More caps, eyes, ears will help save lives
ROB “Dr Rip’’ Brander argues that red and yellow beach flags have become little more than white noise for bathers.
I disagree. They have and will continue to save innumerable lives and make it safe for families to enjoy Australia’s wonderful beaches.
But just as some people choose to gamble recklessly, drink to excess, speed dangerously, and snort, inhale or inject stimulants while largely aware of the risks, so too some will ignore safe strategies on beaches. Some people make risky choices and that’s OK. It’s just that bad things can happen when they do.
Deaths can be reduced, but the political issue then becomes the cost per incremental life saved. Frankly, the kind of money needed to substantially reduce beach drownings would probably save a lot more lives were it diverted to medical emergencies in hospitals, preventable disease or road deaths.
On average there’s a beach drowning per week, although with the unerring predictability without which statistics would be a bankrupt science, we know this will continue to peak in December, particularly on Sunday afternoons; that 20 per cent will be overseas tourists; and 80 per cent of victims will be blokes.
The helicopter will be hovering low over 40 lifeless bodies on the Gold Coast next decade unless something changes. Rips are 16 times more likely to kill than sharks.

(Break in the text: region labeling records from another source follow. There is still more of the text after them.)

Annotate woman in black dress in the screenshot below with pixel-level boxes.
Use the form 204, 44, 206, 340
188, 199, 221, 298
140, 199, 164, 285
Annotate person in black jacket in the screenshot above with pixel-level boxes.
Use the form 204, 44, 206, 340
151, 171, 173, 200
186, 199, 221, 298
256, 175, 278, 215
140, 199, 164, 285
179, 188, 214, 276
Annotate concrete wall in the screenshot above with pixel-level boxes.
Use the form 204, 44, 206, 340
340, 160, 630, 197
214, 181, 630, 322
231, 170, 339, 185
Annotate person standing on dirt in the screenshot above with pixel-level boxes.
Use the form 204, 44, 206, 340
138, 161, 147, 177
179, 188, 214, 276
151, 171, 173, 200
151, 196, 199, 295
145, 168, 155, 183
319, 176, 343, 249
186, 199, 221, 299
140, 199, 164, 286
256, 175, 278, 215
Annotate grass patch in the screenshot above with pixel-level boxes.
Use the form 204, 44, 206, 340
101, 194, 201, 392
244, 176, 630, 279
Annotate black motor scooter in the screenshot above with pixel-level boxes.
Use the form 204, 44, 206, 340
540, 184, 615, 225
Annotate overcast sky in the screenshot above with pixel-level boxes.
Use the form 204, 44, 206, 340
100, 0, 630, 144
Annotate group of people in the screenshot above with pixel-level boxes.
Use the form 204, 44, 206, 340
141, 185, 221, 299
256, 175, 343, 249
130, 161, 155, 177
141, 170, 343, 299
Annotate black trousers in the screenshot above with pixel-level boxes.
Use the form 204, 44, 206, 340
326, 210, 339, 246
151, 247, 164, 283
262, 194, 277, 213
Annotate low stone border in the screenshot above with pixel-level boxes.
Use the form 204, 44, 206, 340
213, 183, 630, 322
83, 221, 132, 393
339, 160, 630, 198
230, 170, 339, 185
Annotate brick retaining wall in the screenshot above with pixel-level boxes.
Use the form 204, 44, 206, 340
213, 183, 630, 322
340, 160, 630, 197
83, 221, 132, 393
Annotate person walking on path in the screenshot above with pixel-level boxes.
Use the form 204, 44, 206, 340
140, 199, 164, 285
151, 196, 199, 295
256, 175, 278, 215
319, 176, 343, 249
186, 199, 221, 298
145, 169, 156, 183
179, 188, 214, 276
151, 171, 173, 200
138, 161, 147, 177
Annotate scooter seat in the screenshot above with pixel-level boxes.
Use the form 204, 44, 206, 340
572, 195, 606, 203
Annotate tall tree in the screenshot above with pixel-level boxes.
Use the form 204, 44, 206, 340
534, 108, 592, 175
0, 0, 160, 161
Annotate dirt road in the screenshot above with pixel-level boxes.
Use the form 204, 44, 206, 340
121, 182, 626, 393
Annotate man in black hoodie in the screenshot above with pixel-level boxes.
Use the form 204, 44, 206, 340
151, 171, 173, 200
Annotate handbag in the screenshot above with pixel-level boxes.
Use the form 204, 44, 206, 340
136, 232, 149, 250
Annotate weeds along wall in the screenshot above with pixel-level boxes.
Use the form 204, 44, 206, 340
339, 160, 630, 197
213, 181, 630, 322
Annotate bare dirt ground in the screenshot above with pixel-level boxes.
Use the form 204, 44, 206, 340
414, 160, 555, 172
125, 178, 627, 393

Surf Life Saving works hard to promote the simple safety message of swimming between the flags. However simple doesn’t mean easy, for naivety, machismo, cognitive dissonance and a few beers conspire to make this message ignorable for many.
How can advertising persuade a bulletproof teen that a rip might take them?
History tells us behaviour change campaigns that don’t reinforce the self-image of the target, tend not to work.
While I agree education about rips will help, more effective advertising is only a tiny part of the answer. It will educate a few, but probably make little difference to the death toll.
Risky fun is too enculturated for jingles.
The answer probably lies in more moving things – more eyes, arms and legs attached to lifesaving caps, more flags, helicopters and more drones.